Rahul Gandhi’s jacket row: All dressed up

Rahul Gandhi gets a dressing down for a public display of affluence. He’s at the receiving end of a tactic he’s deployed

By: Editorials | Published: February 2, 2018 12:00 am
Rahul Gandhi gets a dressing down for a public display of affluence It was a come-uppance for the man who had focused public attention on Prime Minister Narendra Modi’s monogrammed jacket long ago, and had made the epithet “suit-boot ki sarkar” stick like a limpet mine (File)

The clothes sometimes unmaketh the man, as Congress president Rahul Gandhi discovered when he faced the music at a concert in Shillong, where he was found to be dressed rather too splendidly in a padded jacket worth about $1,000. It was a come-uppance for the man who had focused public attention on Prime Minister Narendra Modi’s monogrammed jacket long ago, and had made the epithet “suit-boot ki sarkar” stick like a limpet mine. Now, he will have trouble living down the image of Burberry Man, the face of a brand that has represented Englishness for at least 150 years.

But sadly, this exclusive, $1,000 example of outdoor couture is indistinguishable from jackets that you may buy off the pavement — or the internet, if that’s too low for your tastes — for Rs 1,000. You could throw in a fake Rolex for a nice highlight to flesh out the image. It could get you unchallenged into airport lounges where you don’t belong.

The Congress took the right countermeasure, with Renuka Chowdhury dropping chaff about the jacket costing just Rs 700. But a BJP MP immediately sent her Rs 700 and asked for a similar jacket by return post. That should keep her occupied for a while, scouring Delhi’s flea markets.
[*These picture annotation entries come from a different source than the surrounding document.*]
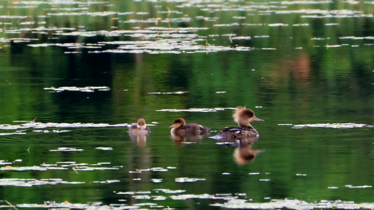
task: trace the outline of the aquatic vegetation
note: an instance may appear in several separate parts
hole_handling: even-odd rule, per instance
[[[187,177],[175,178],[175,182],[193,182],[196,181],[205,181],[205,180],[206,180],[205,179],[188,178]]]
[[[76,149],[69,147],[59,147],[57,149],[49,150],[51,152],[79,152],[83,151],[82,149]]]
[[[282,124],[278,125],[283,125]],[[290,124],[289,125],[292,125]],[[304,125],[295,125],[292,128],[300,128],[302,127],[325,127],[330,128],[355,128],[363,127],[373,127],[366,124],[359,124],[353,123],[317,123],[315,124],[306,124]]]
[[[164,109],[156,110],[157,112],[211,112],[223,111],[225,109],[235,109],[236,108],[191,108],[188,109]]]
[[[95,148],[96,149],[100,149],[101,150],[113,150],[113,148],[111,147],[96,147]]]
[[[0,179],[0,186],[31,187],[33,186],[54,185],[57,184],[77,185],[84,184],[85,182],[67,182],[61,179]]]
[[[319,203],[309,203],[304,201],[295,199],[284,200],[272,199],[269,202],[257,203],[248,203],[245,200],[234,200],[229,201],[224,204],[212,204],[210,206],[228,209],[275,209],[287,208],[296,210],[305,210],[313,209],[371,209],[374,207],[374,203],[355,204],[351,201],[342,201],[339,200],[335,201],[321,200]]]
[[[105,86],[102,87],[60,87],[56,88],[53,87],[45,87],[45,90],[50,90],[52,92],[60,93],[64,90],[69,90],[71,91],[80,91],[81,92],[93,92],[94,90],[98,90],[107,91],[110,90],[110,88],[108,87]]]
Read | Rahul Gandhi’s Burberry jacket in Shillong: Here’s where you can get it

Gandhi is not the first Congress leader to be pulled up for inappropriate dress sense. His Burberry moment was seen as a qualitative trangression, but UPA home minister Shivraj Patil had preceded him quantitatively. In 2008, following serial bomb attacks in Delhi which left 30 people dead and over 100 injured, he became a figure of fun for changing clothes three times in the course of one day, allegedly for the benefit of the media.

He protested that a politician should be criticised for performance, not costumery. Having drawn first blood himself, Rahul Gandhi cannot take refuge in that argument. He has protested that his jacket was a gift, but so was the prime minister’s liberally monogrammed suit. The only difference lies in orders of magnitude — the Burberry jacket cost about 7 per cent of the reputed price of the suit.